Когда он взял руку в свою, её пальцы сжали его тёплой, несильной хваткой. Человеческой. Анджей осторожно высвободился и вытолкал из коридора в комнату телефонный столик. Тащить столик было бы удобнее, но, выпуская руку из поля зрения, он начинал чувствовать каждый сантиметр спины.
Воображение нарисовало картину: рука хватает ручку, которую он положил на столик, и закалывает его – густой малиновый бисер на чистом листе бумаги. Он выпрямился, инстинктивно прикрывая вены на запястье.
«Брось, старина. Брось. Ты мужчина или нет, в конце концов? Что это… Что она может тебе сделать?»
На негнущихся ногах он шагнул к руке. Взял ручку. Вложил её в женские пальцы.
Рука задрожала и нервными движениями выдала предложение на языке, сшитом из далёких школьных воспоминаний. Женщина написала по-русски: «Мне страшно».
Он уставился на эти слова, усмехнулся, а затем расхохотался. «Страшно. Ей страшно. Ей страшно, дурак, как и тебе».
Он не мог остановить смех, пока его щёки не разлиновала влага.
Минуту спустя он осознал простой факт: она находилась внутри Купола. Никто больше не говорил по-русски, даже те русские, которым посчастливилось оказаться с нужной стороны – с внешней, когда Рейган вбил своё решение холодной войны в скулу Европы.

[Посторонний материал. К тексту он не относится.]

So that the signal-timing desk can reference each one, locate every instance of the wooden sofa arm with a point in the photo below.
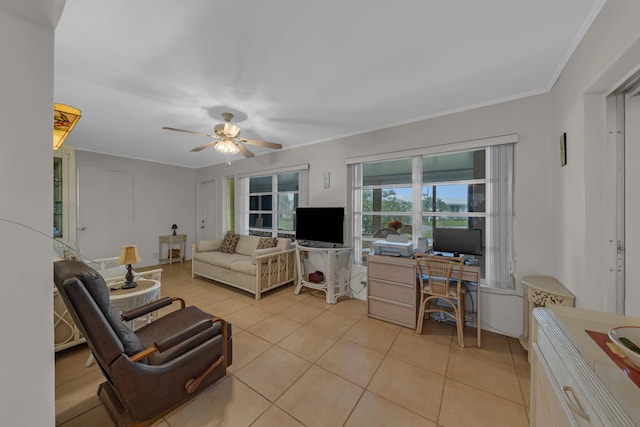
(265, 257)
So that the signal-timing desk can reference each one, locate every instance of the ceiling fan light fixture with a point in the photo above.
(227, 146)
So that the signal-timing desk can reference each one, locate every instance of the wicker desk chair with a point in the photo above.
(441, 281)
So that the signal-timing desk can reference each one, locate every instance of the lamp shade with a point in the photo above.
(65, 118)
(129, 255)
(226, 146)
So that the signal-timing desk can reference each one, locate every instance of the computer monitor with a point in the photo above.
(458, 241)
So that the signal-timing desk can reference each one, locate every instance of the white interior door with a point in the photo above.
(208, 212)
(105, 212)
(632, 205)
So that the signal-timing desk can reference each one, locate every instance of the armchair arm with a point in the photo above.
(149, 307)
(174, 340)
(192, 331)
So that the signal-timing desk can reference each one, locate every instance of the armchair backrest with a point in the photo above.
(86, 295)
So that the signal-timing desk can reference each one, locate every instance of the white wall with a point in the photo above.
(26, 328)
(583, 255)
(528, 117)
(164, 195)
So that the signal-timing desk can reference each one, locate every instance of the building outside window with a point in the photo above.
(272, 203)
(415, 195)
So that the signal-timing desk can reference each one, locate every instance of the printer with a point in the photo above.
(394, 246)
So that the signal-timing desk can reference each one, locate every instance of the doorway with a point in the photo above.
(624, 106)
(631, 203)
(105, 212)
(207, 212)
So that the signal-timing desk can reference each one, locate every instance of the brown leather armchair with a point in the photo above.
(161, 365)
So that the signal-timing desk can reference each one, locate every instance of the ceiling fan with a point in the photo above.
(227, 139)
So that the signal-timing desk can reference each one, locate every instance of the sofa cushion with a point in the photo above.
(244, 265)
(219, 259)
(283, 244)
(264, 251)
(209, 245)
(247, 244)
(229, 243)
(267, 242)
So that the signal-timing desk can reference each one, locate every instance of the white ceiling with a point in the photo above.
(296, 72)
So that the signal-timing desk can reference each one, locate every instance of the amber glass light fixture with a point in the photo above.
(227, 146)
(129, 255)
(65, 118)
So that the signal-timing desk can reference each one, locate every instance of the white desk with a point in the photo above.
(335, 263)
(386, 301)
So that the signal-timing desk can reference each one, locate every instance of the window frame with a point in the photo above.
(501, 273)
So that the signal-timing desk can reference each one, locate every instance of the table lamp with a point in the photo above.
(129, 255)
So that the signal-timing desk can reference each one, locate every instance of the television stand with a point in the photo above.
(334, 262)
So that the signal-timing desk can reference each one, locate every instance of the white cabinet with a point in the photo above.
(393, 290)
(335, 264)
(573, 381)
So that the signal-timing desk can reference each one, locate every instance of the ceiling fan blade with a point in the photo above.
(261, 143)
(245, 151)
(190, 131)
(203, 146)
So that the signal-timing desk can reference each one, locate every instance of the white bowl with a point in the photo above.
(631, 333)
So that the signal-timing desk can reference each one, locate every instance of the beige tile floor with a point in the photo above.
(301, 362)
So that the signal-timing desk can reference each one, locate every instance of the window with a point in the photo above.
(267, 203)
(267, 218)
(415, 195)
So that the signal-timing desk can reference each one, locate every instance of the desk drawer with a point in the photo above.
(391, 272)
(394, 291)
(394, 312)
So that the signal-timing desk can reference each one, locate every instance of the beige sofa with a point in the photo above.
(248, 268)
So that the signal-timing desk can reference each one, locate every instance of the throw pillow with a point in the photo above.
(208, 245)
(229, 243)
(267, 242)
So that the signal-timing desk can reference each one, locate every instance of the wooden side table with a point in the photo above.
(170, 241)
(541, 291)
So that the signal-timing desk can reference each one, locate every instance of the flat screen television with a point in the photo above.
(457, 241)
(319, 225)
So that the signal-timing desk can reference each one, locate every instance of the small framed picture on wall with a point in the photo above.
(563, 149)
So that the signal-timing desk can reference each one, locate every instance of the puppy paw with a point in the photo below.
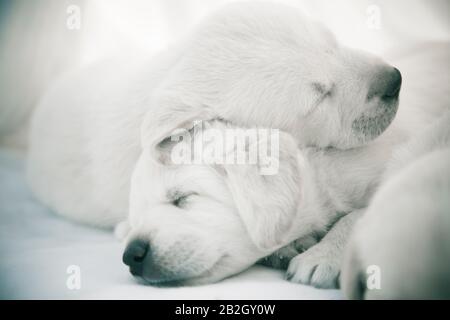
(317, 266)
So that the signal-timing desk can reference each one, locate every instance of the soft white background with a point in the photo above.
(36, 247)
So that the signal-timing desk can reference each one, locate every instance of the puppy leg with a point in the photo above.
(320, 265)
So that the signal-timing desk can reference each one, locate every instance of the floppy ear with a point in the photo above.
(268, 204)
(164, 118)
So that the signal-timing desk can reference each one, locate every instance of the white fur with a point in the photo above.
(252, 64)
(405, 231)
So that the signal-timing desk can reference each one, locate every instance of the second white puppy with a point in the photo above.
(199, 223)
(404, 237)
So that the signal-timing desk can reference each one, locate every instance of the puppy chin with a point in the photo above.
(367, 127)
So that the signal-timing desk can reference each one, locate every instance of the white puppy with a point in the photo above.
(405, 231)
(251, 64)
(202, 222)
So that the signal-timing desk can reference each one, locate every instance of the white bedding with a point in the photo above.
(36, 248)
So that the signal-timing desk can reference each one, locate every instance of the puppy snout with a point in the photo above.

Анджею было тогда десять, но он помнил. Через неделю после речи у Бранденбургских ворот – «Снесите эту стену!» – он проснулся от того, что его спальня пела. Комната низко гудела, потолок, пол, стены – звук исходил отовсюду. Родители вытащили его из квартиры прямиком в море одинаковых бледных лиц; приглушённые голоса повторяли: «Землетрясение, землетрясение». Но это было не землетрясение – нечто колоссальное рождалось в сотнях километров от них.
Сохранилась лишь одна запись того, что произошло, снятая в пограничном городке военной камерой на плёнку, которую испещрила радиация: чернильная волна вздымается вверх, поглощая картинку, прокладывая путь к графиту облаков. Тогда Анджея поразила скорость – чёрный край полз почти лениво, как тигр, кругами приближающийся к своей добыче. Понадобилось целых десять минут, чтобы Купол сомкнулся на вершине.
Саркофаг. Русские воздвигли один над Чернобыльской атомной станцией, а Рейган воздвиг ещё один над европейской частью России.
Анджей выдохнул. Он общался не просто с бестелесной рукой – он общался с живым человеком из недр Купола. За всю жизнь он перенёс лишь одну операцию – в пятом классе врачи разрезали его, чтобы удалить воспалившийся аппендикс, но он помнил, что чувствовал, когда вдыхал пары анестезии, как он очутился в конце туннеля, как белые потные стены расширялись, а затем сжимались вокруг него.
Сейчас комната пульсировала точно так же. Испугавшись, что грохнется в обморок, Анджей распахнул окно и упёрся кулаками в подоконник. Кто-то из Купола! Из места, которое оставалось герметично закрытым на протяжении двух десятков лет. Он уже представлял себе, как у него берут интервью, приглашают на ночные ток-шоу, рассказывают о нём в вечерних новостях. Люди внизу, на улице, – девочка в платье в цветочек; мужчина, как горбун, приклеившийся к своему телефону; пожилая дама с мопсом, похожим на её уменьшенную копию, – все они понятия не имели, что происходило тремя этажами выше.
Самолёт чертил меловую линию по розовой доске вечернего неба.
«Мне страшно», выведенное неровным почерком.
Он снова взглянул на руку. Сколько времени прошло? Пять минут? Женщина наверняка ждала, что он её успокоит, ответит ей.